Liberté de Circulation. (rock and folk / juillet 1999)imgconcert.jpg (14106 octets)

 

Pointant des promesses électorales non tenues, une pléthore d'artistes en règle a donné un concert de soutien aux sans papiers. Histoire et coulisses d'un événement parisien aujourd'hui disponible en disque jusqu'au fond de nos provinces les plus reculées.

Cette histoire commence le 7 avril dernier à l'Elysée Montmartre par un concert très particulier.
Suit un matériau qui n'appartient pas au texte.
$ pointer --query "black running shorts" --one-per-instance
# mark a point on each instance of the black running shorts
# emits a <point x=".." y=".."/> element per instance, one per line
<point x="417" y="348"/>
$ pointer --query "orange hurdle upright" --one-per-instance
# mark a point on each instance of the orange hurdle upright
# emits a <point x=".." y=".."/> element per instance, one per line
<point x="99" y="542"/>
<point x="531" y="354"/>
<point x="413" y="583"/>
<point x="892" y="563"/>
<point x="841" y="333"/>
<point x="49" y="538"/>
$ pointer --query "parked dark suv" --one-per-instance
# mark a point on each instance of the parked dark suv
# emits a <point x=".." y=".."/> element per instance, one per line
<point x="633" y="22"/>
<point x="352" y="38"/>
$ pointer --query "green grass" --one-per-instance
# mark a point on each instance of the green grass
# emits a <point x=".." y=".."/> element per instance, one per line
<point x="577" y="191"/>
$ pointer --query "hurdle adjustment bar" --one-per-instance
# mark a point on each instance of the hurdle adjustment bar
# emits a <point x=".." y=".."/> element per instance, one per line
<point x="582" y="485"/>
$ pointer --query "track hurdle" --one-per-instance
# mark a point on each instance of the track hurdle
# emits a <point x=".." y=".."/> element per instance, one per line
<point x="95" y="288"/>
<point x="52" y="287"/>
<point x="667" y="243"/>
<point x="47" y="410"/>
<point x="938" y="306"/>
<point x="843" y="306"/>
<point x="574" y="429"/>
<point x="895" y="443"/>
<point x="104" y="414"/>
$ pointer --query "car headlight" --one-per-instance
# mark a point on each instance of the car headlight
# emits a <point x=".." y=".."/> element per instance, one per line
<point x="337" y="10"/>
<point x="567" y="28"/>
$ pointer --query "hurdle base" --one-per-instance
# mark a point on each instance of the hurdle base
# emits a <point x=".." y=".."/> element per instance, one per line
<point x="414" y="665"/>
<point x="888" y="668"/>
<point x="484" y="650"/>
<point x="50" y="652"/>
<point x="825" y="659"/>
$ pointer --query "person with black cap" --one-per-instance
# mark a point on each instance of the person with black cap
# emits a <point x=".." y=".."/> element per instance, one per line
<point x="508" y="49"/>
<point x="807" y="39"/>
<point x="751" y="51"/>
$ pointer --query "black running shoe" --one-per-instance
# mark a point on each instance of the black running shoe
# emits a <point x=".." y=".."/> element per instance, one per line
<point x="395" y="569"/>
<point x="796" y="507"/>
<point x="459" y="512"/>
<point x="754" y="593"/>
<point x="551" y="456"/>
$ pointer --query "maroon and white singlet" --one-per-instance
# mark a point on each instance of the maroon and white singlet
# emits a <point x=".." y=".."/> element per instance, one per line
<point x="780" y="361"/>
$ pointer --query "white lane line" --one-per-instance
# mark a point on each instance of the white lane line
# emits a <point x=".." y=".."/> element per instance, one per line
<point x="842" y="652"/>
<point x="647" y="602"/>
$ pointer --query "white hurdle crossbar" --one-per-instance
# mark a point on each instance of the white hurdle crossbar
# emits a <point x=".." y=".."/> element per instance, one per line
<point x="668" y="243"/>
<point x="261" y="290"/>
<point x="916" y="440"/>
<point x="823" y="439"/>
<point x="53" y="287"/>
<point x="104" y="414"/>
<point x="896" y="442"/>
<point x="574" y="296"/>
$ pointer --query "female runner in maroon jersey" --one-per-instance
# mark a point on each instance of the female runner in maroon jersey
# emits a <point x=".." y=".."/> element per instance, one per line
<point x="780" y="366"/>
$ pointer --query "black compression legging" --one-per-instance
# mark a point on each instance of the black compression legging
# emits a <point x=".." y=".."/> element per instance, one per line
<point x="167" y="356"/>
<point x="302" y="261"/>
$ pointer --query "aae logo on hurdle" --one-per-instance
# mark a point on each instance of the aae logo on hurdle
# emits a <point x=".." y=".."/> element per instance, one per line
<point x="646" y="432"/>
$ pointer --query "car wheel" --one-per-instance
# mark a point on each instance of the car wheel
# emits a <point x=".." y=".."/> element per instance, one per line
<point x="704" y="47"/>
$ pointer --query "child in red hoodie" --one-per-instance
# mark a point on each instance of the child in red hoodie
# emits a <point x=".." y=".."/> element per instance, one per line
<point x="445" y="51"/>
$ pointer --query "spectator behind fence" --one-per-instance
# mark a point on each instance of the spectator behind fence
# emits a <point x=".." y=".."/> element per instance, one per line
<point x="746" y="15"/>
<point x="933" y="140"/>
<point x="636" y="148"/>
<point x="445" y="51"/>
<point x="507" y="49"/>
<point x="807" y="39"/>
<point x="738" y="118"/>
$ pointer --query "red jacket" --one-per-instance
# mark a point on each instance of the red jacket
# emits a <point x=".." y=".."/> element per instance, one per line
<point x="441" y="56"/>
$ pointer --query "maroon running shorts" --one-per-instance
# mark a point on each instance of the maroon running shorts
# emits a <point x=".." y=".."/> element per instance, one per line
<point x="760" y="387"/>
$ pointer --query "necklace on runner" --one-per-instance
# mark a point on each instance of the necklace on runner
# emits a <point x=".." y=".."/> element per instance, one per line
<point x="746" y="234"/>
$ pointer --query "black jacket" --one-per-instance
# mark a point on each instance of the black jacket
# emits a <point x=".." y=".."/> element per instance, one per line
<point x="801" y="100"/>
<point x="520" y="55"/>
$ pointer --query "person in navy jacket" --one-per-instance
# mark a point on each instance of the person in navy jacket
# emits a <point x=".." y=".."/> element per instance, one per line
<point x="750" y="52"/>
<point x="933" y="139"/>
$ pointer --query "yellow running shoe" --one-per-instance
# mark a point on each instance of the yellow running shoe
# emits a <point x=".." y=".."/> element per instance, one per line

Particulier pour quelles raisons ? Tout d'abord parce qu'il réunissait sur scène une affiche assez étonnante (Noir Désir, Louise Attaque, Rodolphe Burger, Miossec, Dominique A, les Rita Mitsouko, l'ONB, Rachid Taha, etc) et également parce que la recette de ce concert partait dans les caisses d'une association très active dans la lutte pour la régularisation des sans-papiers mais peu connue, le GISTI (Groupement d'Information et de Soutien aux Travailleurs immigrés).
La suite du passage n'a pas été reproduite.